Am 20. September wollen die hoffentlich bald verbotene NPD und andere Mitglieder der rechten Szene einmal mehr vor dem Thüringer Landtag für ihre vermeintlich alternative Politik demonstrieren. Also vor dem Landesparlament, in dem die NPD zum Glück nicht vertreten ist. Unter dem Motto „Deutsche Kinder groß und klein sollen unsere Zukunft sein“ behaupten die Nazis, der demografische Wandel sei „kein Naturgesetz“. Nein, das ist es wirklich nicht. Vielmehr ist das, was gemeinhin unter demografischen Wandel bekannt ist, ein typisches Phänomen für Industrie- bzw. Dienstleistungsgesellschaften. Mit physikalischen Gesetzen hat das soviel zu tun, wie die Dumpfbacken von der NPD mit Demokratie. Dass Nazis dummes Zeug erzählen ist nichts Neues. Auffallend ist aber, dass die NPD und ihre Anhängerschaft mit dem 20. September, ihre Strategie fortsetzen, Feiertage umzudeuten und für ihre menschenverachtende Ideologie zu missbrauchen.

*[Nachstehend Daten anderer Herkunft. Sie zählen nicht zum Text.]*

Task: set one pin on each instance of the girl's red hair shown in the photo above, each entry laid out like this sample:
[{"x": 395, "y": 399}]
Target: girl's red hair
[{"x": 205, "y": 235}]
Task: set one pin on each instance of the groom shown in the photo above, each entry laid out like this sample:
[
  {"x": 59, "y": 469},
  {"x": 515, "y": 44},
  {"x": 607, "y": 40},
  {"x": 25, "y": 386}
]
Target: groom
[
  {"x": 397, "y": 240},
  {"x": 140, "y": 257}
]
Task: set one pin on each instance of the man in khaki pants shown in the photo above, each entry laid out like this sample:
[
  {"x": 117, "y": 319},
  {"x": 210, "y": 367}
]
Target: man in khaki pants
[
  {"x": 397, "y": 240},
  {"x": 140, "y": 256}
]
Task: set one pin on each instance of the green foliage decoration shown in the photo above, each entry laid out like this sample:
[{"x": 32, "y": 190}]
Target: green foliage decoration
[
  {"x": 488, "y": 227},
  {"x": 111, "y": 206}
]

An diesem Datum wird in diesem Jahr der Weltkindertag begangen, der laut deutschem Kinderhilfswerk, dem Schutz von Kinderrechten und der Freundschaft unter Kindern und Jugendlichen über nationalstaatliche Grenzen hinweg gewidmet ist. Die Nazis missbrauchen diesen Tag, indem sie vorgeben alternative kinderfreundliche Politikangebote zu machen. Allein die Wortwahl „Deutsche Kinder…“ offenbart dabei aber die rassistische Motivation, die im diametralen Gegensatz zu diesen Zielen steht. Die NPD betrachtet Kinder als Mittel zum Erhalt einer Volksgemeinschaft und damit zur Gewährleistung ihrer absurden Ideologie des reinen Blutes. Danach sind Kinder keine Individuen, sondern vielmehr erwächst ihr Wert aus der Zugehörigkeit zu einer „völkischen Gemeinschaft“. Es gehört aber zum Recht eines jeden Kindes, seine Persönlichkeit frei zu entfalten und nicht gezwungen zu sein, sich in ein völkisches Kollektiv einzuordnen. Mit populistischen Forderungen zum Asylrecht wird konservatives Stammtischklientel bedient und das Besinnen auf das völkisch Deutsche wird als Allheilmittel für alle politischen Herausforderungen verkauft.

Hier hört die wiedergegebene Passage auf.